The poor mom had no choice, but took you away from the scene with a disappointing face. You cried loud, made a scene so that everyone would question about me. I got mad at you, and allowed you to sit in my bike for a fake ride. I didn’t know how much sense a kid at your age can have to differentiate between a real and fake ride in a bike.
You were satisfied, and waved a Tata… Relieved me… escaped from the scene in no time…. God.. How terrible a kid could be?
The saga continued the next day… You were dressed up well, of course with a diaper today, and waiting outside of our office car park. Her mom, again with a weird uncomfortable smile told me… “She wants the same ride from you today as well”. But I had a cool mood that day… May be I had some positive responses from the office, and you were also dressed up well. I took you for a real ride, just around the office.
The third day, when the same thing happened, you refused to get down from the bike… and forced me to take you to my home.
We were helpless. The poor mom had no choice, but to please me again for this favour. But she also feared as she knew nothing about me other than my name.
When I was carefully taking you to my home, I noted a middle aged guy was also following us. He parked his car at my home as soon as I parked my bike.
My mom came out with a puzzled face to see me with a kid, and a man following us. Then only we all learnt that it was your dad who had no choice, but to follow you. We all became friends from that very moment.

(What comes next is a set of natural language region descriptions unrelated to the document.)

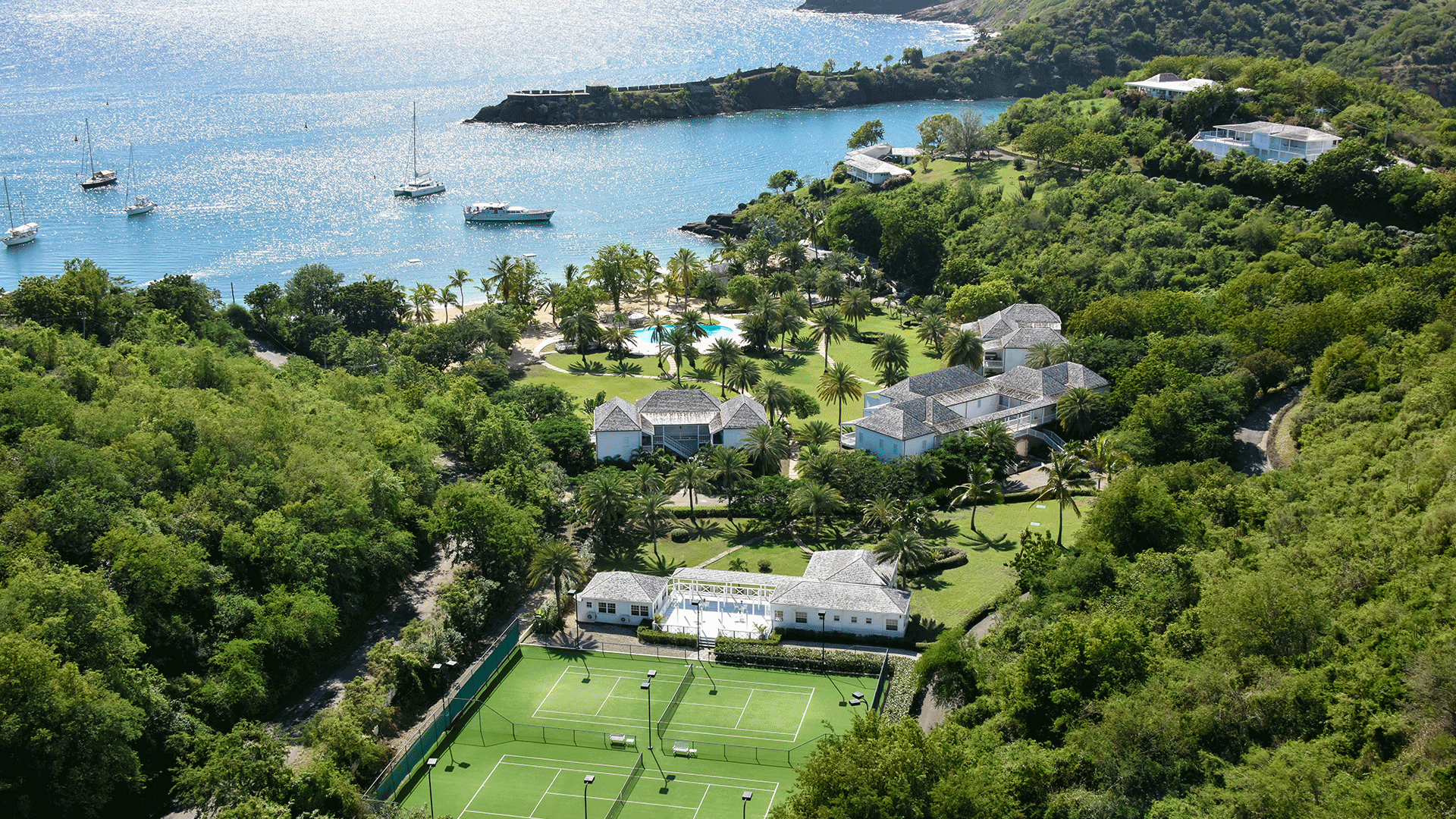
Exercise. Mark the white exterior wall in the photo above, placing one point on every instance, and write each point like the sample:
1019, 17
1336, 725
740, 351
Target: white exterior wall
618, 444
593, 610
849, 621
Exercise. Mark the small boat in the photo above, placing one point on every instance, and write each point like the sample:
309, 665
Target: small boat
419, 184
98, 178
17, 235
501, 212
142, 205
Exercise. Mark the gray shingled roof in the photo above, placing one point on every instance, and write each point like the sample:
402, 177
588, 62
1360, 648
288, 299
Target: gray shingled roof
912, 419
849, 566
843, 596
623, 586
1025, 337
617, 416
743, 413
934, 382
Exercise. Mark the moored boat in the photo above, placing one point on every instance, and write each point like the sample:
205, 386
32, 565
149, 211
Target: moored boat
503, 212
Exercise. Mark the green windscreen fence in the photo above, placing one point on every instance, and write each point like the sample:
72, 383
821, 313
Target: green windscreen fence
444, 716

It has become as a habit of yours to wait for me at the office gate, and for my remaining family members to wait for you at our home gate in the evening. Your poor dad also had to come back and forth to take you out from our place, as you always refuse to go with him, until you feel sleepy and remember your mom beside you.
Your trips increased, as we became family friends. You rather spent most of your times at our place, and became as a part of our family.

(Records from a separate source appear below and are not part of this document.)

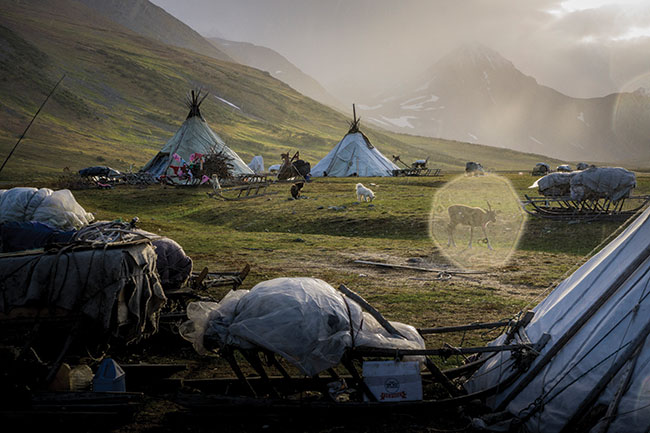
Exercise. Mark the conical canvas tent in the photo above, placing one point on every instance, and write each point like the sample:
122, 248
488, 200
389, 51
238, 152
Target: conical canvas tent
354, 155
597, 358
194, 136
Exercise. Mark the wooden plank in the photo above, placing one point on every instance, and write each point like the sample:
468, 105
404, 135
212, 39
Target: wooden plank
415, 268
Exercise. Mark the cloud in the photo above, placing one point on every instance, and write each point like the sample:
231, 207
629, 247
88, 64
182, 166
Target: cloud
360, 47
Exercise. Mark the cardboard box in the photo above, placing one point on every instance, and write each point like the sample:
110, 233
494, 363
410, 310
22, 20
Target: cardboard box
393, 380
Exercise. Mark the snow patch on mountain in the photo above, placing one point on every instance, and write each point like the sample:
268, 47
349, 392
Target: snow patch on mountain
420, 105
423, 87
380, 122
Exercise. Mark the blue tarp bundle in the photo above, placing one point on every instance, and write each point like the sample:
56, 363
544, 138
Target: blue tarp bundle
19, 236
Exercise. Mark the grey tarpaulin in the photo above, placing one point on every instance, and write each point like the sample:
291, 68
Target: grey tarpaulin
116, 285
612, 183
305, 320
554, 184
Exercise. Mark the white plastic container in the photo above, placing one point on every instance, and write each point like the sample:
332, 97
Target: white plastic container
393, 380
109, 377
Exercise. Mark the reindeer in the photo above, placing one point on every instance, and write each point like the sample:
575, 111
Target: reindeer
472, 217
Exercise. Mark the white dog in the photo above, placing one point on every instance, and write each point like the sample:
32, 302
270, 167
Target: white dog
364, 194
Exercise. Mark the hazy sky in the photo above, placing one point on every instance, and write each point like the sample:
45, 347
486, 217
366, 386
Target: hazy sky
357, 47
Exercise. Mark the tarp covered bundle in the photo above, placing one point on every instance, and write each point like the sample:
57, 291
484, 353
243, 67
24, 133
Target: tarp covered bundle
305, 320
58, 209
598, 355
173, 265
554, 184
20, 236
257, 164
612, 183
99, 170
117, 287
354, 156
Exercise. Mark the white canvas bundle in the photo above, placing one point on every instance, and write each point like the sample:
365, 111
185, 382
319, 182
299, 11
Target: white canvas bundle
59, 209
305, 320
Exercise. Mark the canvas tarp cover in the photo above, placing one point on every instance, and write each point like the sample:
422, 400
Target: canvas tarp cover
612, 183
562, 384
58, 209
305, 320
554, 184
96, 282
353, 155
257, 164
194, 136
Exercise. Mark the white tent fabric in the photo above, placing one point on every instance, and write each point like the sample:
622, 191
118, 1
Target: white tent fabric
354, 155
194, 136
615, 283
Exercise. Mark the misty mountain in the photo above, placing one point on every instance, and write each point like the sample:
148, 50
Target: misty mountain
278, 66
147, 19
474, 94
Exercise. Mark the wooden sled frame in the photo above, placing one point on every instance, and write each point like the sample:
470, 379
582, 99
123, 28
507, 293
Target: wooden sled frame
285, 395
416, 172
250, 186
564, 208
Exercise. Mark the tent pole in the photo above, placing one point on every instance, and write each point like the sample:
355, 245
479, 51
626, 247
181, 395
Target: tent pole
587, 403
32, 121
577, 325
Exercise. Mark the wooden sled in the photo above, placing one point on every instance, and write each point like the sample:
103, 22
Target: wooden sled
341, 392
248, 187
416, 172
564, 208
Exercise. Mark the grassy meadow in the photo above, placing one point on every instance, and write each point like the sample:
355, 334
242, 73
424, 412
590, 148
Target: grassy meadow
324, 232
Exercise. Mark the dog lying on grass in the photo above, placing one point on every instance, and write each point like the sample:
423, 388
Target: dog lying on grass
364, 194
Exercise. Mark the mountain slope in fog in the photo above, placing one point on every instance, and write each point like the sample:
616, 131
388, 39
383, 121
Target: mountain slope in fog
474, 94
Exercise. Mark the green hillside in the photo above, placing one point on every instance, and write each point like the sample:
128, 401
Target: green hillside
123, 94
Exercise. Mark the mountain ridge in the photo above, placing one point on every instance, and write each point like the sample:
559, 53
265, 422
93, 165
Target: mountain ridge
122, 99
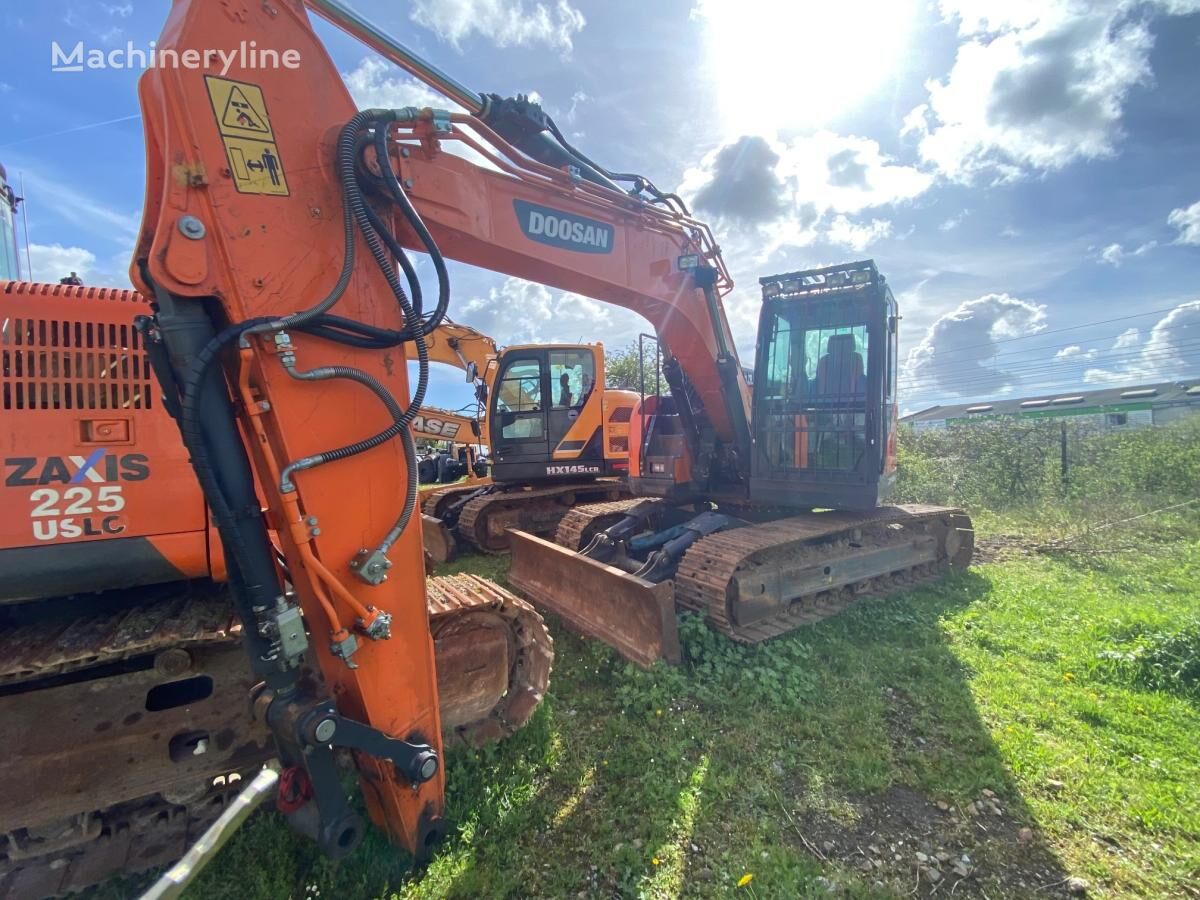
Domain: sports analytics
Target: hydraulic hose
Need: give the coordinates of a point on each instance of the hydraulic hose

I learnt what a joy a child could bring to a family after your arrival only. Our lives were filled with unexplainable happiness and fulfilment with your baby language and funny activities. We all scheduled our days as per your time table.
You pretended to help my mom at the kitchen. You ordered all of us like our dad, and demanded us to be home 24/7 as you need us.
Meanwhile, your mom became pregnant, and her pregnancy sickness made you completely become our responsibility for those several months.
You were also one of the reasons behind our normal life after the sudden demise of our dad. We indeed started living normally just to make you comfortable, else we would have gone starving and lazing as we had no meaning to regain our lives then.
Everyone started questioning us as to who is this new child? Why they are keeping her?
Our immediate relatives always made jealous remarks as to why would we entertain a child from a different family than helping out some poor kids within our own families. On the other hand, your parents were extremely uncomfortable in convincing their side of the people to leave you with us. They knew our bond is something unbreakable, but they could not rightly express this to their folks.
We celebrated Ramadan and Haj because of you. You guys celebrated X mas and Easter because of us. We all could see only the pure love between us, that is beyond all the limitations.
I missed you for the first time when I got married and moved out of town. I heard that you also cried loud, and felt lonely without me.
Time did not allow us to enjoy our relationship that easily. Neither I could take you with me, nor did your parents live without you.
We parted, and said our last good bye when you finally left all of us for good.
Maryam is a big 08 year old beautiful girl now. She lives in Canada with her parents, as they all moved there some 3 years back
Although we chat on skype and communicate by all the other means, I still feel the emptiness in my home and heart without her presence.